Following Jesus is costly in many ways. It is not easy, but that’s the price of spiritual growth, I’m afraid. Being born is messy. There’s blood, sweat, tears, groans, and sometimes screaming. Women who’ve given birth tell me that there are long periods of pain, interspersed with brief respites at irregular intervals. Sometimes birth involves needles and forceps and doctors and nurses and midwives and surgery and bright lights, and always there is the mother’s body contorted out of its normal shape. (Think of poor Sarah having to do this at the age of 100 in an unsanitary tent in the desert before the invention of epederals!) Why should we expect that being born again isn’t equally as exhausting and messy as being born the first time?
As we navigate being born again from above—that the terrifying experience of letting go of the old and moving toward the new— we acknowledge that, just as was the case when we were born the first time, we are not in charge of the process. We float in the amniotic fluid of God’s womb until the time is right. And then God eases us through the birth canal into a brave new world, where our first and most critical task is just to breathe. Breathe deeply. Suck up the Holy Spirit and let it go in one big yowl of new life. Then repeat and repeat and repeat.
The Good News is this: just as the Spirit of God hovered over the chaotic waters at Creation and called forth new life, that same Spirit hovers over us still, all along our pilgrimages.

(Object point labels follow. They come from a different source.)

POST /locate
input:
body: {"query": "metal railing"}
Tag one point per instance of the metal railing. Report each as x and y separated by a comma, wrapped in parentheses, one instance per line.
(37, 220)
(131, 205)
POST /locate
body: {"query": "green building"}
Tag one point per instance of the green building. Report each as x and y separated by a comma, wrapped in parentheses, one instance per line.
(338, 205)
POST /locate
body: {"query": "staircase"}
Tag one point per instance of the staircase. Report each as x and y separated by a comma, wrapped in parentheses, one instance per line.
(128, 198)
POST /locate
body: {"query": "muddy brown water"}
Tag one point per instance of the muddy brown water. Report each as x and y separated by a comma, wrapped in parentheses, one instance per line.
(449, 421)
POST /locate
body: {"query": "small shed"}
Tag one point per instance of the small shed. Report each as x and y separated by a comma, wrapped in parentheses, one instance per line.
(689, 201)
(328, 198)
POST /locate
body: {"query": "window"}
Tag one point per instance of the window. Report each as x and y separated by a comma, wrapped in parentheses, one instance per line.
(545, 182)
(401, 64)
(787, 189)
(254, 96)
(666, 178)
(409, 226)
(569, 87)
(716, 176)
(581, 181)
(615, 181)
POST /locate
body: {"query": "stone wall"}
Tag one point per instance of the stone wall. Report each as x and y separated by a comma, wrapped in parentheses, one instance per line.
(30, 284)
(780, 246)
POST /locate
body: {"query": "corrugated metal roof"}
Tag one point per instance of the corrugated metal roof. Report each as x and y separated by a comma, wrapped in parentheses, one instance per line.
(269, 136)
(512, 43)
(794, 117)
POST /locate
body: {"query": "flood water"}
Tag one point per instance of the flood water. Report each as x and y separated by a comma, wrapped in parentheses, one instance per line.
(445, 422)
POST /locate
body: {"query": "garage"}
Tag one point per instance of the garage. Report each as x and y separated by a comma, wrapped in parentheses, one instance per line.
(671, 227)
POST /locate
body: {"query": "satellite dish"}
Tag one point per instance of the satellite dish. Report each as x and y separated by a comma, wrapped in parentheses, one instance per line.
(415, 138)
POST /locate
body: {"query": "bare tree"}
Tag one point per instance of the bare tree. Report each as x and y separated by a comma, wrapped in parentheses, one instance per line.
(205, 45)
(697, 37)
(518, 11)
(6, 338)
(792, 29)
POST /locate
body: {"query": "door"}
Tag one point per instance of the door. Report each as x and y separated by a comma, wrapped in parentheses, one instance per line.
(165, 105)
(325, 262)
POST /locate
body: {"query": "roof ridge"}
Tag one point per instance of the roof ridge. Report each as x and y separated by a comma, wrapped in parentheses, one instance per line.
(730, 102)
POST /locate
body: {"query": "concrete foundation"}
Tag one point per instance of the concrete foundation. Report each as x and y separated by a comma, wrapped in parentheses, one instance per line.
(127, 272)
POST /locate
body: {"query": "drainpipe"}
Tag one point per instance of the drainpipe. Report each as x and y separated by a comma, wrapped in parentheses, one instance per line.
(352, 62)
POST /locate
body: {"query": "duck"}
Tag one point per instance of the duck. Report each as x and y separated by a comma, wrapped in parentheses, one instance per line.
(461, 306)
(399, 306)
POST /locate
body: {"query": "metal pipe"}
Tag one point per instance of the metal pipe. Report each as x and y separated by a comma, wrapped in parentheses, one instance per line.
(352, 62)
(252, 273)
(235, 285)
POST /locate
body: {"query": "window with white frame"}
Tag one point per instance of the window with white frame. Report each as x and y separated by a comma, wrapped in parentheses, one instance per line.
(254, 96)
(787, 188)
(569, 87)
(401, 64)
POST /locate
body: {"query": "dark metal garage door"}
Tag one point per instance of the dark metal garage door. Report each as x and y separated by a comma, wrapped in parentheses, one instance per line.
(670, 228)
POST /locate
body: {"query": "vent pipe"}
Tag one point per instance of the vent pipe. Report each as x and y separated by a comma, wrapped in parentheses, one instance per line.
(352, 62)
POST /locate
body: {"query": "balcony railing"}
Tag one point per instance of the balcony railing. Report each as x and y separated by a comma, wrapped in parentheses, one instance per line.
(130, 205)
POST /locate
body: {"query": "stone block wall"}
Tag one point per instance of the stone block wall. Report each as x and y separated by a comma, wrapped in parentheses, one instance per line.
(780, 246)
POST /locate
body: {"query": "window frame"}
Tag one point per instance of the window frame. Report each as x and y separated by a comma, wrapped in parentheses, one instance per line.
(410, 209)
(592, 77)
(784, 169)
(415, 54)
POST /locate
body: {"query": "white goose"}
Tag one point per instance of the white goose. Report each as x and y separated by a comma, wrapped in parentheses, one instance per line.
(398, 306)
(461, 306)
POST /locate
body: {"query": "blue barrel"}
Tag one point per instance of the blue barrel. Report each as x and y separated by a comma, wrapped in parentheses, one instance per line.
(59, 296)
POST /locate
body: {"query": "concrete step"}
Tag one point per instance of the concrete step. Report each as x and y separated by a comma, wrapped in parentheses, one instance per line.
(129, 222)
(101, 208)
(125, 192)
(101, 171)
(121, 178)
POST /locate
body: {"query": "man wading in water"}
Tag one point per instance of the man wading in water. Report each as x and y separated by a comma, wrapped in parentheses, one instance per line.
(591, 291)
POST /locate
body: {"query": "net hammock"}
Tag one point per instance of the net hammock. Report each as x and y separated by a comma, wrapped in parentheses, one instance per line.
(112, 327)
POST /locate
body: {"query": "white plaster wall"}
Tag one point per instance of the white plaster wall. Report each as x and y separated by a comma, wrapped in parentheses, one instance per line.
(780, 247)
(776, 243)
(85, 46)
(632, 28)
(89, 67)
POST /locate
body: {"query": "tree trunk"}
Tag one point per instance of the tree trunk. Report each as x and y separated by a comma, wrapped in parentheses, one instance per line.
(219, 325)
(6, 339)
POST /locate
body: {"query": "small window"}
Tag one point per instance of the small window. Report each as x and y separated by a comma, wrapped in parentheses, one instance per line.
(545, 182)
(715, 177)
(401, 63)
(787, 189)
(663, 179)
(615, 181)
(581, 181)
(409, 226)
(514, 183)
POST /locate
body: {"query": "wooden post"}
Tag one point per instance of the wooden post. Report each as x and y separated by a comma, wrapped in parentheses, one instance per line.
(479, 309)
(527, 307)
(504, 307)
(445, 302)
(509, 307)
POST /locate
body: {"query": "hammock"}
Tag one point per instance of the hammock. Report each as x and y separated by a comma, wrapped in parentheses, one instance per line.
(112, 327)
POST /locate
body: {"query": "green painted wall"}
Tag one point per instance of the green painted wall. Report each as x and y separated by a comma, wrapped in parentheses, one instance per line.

God’s Spirit keeps calling us from complacency to journey toward unfamiliar places, people, and experiences so that something new can happen in this world that God so loves. Sarah and Abraham model for us that it’s only by leaving behind what is familiar that we can actually arrive in a new place of blessing. Jesus is the ultimate reminder that resurrection and new life can only happen after there’s been a death.
No matter how painful the choosing or how frustrating the journey, the end result is always that God’s people find a blessed homecoming. Through water and the Spirit, we have been born of God, blessed by God. We have entered the Kingdom of God. We have become the Kingdom of God. As citizens of God’s reign, we are called to pass these blessings on to others. Sometimes the tasks we are assigned seem unlikely, but the Spirit blows where She will, even if we don’t understand.
We cannot always understand, nor can we always anticipate what to do and how to be in every strange new circumstance. That’s one of the reasons the people of Seattle are so distressed right now. We don’t KNOW what comes next or what to do regarding this novel coronavirus. What we can do is trust that the Holy Spirit who calls us will continue to chaperone us, guiding and providing for us, never leaving us, but always coming to our rescue when we flounder and fail.
It is helpful to know that this story does not end at the conclusion of this reading. You may or may not remember this, but at the end of John’s Gospel, when Jesus’ dead body is taken off the cross, it’s Nicodemus—with his reputation among his peers (and perhaps his life!) at stake—who helps to anoint and prepare Jesus body for burial. Although today’s Gospel lesson shows Nicodemus arriving by night, his story ends with his serving the source of all light. He has been blessed to be a blessing.
My sister had a pastor once who was fond of saying, “The will of God will never lead you where the love of God does not precede you.” And so it is. Be born again. Let go of that wall. God will catch you. Amen.